Starmer has appointed Ed Miliband, MP for Doncaster North, as energy secretary. Miliband, who was party leader during the 2015 UK general election, which Labour lost, has a record of championing environmental and climate issues while being outspoken on inequality, says Joeri Rogelj, a climate scientist and director of research at the Grantham Institute at Imperial College London. “There is also hope that this climate ambition of the energy secretary is supported by the other cabinet picks in key positions.”

Alongside Miliband, foreign secretary David Lammy, MP for Tottenham, has campaigned for a fair transition to a low-carbon economy that benefits all communities, and for the need to combine racial and climate justice.

However, there are some concerns.
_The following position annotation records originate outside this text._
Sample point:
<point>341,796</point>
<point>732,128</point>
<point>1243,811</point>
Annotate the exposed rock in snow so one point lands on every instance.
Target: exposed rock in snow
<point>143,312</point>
In February, Starmer and Rachel Reeves, MP for Leeds West and Pudsey and now chancellor of the exchequer — the most senior UK finance minister — slashed proposed funding for the Labour Party’s green investment plan from £28 billion (US$36 billion) to £15 billion a year. It remains to be seen whether the government will pursue this pre-election pledge.

There’s also tension between the Labour government’s growth agenda and its net-zero ambitions, says Marie Claire Brisbois, an energy-policy scholar and co-director of the Sussex Energy Group at the University of Sussex in Brighton, UK.

Nevertheless, it’s a “step change” from the previous government, she says. “It’s quite hopeful that there are people in key portfolios that have experience with the topics” of climate and environment.